A busy month for sky-watchers this November is highlighted by a lunar eclipse, a good meteor shower, and a bonanza of bright planets in the evening sky.
The full moon is totally eclipsed in the early morning hours of November 8th. Though favored viewing locations lie in the western United States, we in the East will see the eclipsed Moon setting in the west as morning twilight will prevent us from seeing the later stages of totality. (The Midwest and western half of the USA will enjoy most of totality in full darkness). The Moon will enter the dark inner shadow of Earth (the umbra) at 4:10 am EST, with totality beginning at 5:16 am. However with sunrise at 6:41 am, after the first hour we will only have a god 30 to 46 minutes of fairly dark sky (looking westward) to observe the eclipse.
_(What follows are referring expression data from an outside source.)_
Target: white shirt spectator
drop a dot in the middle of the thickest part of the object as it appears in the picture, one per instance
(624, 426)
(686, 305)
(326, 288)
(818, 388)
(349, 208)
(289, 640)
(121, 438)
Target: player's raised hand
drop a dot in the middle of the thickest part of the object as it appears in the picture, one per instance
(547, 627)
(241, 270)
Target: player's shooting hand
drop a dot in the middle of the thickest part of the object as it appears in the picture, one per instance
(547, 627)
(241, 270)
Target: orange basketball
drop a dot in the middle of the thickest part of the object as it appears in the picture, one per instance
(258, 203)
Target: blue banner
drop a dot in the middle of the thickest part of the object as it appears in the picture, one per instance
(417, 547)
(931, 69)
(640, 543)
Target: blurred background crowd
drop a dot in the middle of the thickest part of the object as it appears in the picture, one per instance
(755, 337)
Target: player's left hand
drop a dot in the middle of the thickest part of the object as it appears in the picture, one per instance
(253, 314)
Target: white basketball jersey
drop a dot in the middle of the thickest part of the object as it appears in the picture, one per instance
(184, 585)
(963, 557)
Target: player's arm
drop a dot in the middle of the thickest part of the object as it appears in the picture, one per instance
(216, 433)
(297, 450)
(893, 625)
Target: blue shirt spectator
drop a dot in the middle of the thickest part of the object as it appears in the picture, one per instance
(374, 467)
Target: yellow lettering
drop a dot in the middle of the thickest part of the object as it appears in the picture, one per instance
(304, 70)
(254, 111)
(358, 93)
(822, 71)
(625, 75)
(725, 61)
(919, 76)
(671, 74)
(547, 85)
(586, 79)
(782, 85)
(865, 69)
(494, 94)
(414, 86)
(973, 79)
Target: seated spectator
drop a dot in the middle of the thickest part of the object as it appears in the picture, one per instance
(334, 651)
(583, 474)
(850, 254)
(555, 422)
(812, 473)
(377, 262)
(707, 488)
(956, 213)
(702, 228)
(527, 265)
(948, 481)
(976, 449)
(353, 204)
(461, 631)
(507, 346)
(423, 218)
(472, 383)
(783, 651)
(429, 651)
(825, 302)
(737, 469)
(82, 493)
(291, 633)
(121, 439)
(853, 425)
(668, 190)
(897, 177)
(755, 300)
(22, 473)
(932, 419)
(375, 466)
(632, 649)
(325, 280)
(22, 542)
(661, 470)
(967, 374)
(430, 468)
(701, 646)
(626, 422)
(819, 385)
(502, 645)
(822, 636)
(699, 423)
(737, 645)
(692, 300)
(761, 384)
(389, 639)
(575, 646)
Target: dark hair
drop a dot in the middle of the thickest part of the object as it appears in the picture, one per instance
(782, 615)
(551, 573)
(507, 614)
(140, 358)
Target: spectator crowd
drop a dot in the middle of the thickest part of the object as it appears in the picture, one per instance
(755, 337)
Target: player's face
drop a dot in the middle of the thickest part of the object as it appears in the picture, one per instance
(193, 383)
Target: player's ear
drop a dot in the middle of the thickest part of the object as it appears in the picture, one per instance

Lunar eclipses are easy to watch because not optical aid is necessary, and no eye protection is required. You can stare at it all you want. So get up a little early on November 8th to enjoy it before work or school; and before the Moon sets.
The Leonid meteor shower peaks between 3 and 5 am on November 17 and 18. The Leonids are well-known for producing very bright meteors, or fireballs, and for meteors which produce long visible streams as they burn up in our atmosphere. So it is always worthwhile looking; even this year, when a waning crescent Moon’s light will make it a little harder to spot them.
Saturn is very prominent in the south sky and is best seen as soon as it is fully dark. It sets around midnight. On November 1st Saturn may be seen just above the 1st quarter Moon. Jupiter is also up all evening, much brighter and to the left (east) of Saturn. On November 4th the waxing gibbous Moon will be just to Jupiter’s lower left. Both of these gas giant planets are still at their best for seeing loads of surface features to see through any backyard telescope. Sky-watchers with scopes should spend time with both this month.
Mars is approaching its December opposition when it will be at its closest to Earth since 2020 (50 million miles on December 1st). It will be due south and highest in the sky around midnight. The gibbous Moon will be close to Mars on November 11th. Through telescopes and when close, Mars reveals icy polar caps, a deep grand canyon, huge volcanic mountains, and long waving ridges through the desert regions of the planet.
Mercy and Venus are both too close to the Sun to be seen this month. But on the morning of the Moon eclipse, if we look at it with binoculars, we might be able to spot the planet Uranus, sitting just above the Moon at the 11 o’clock spot as if the Moon were a clock’s face. Try it!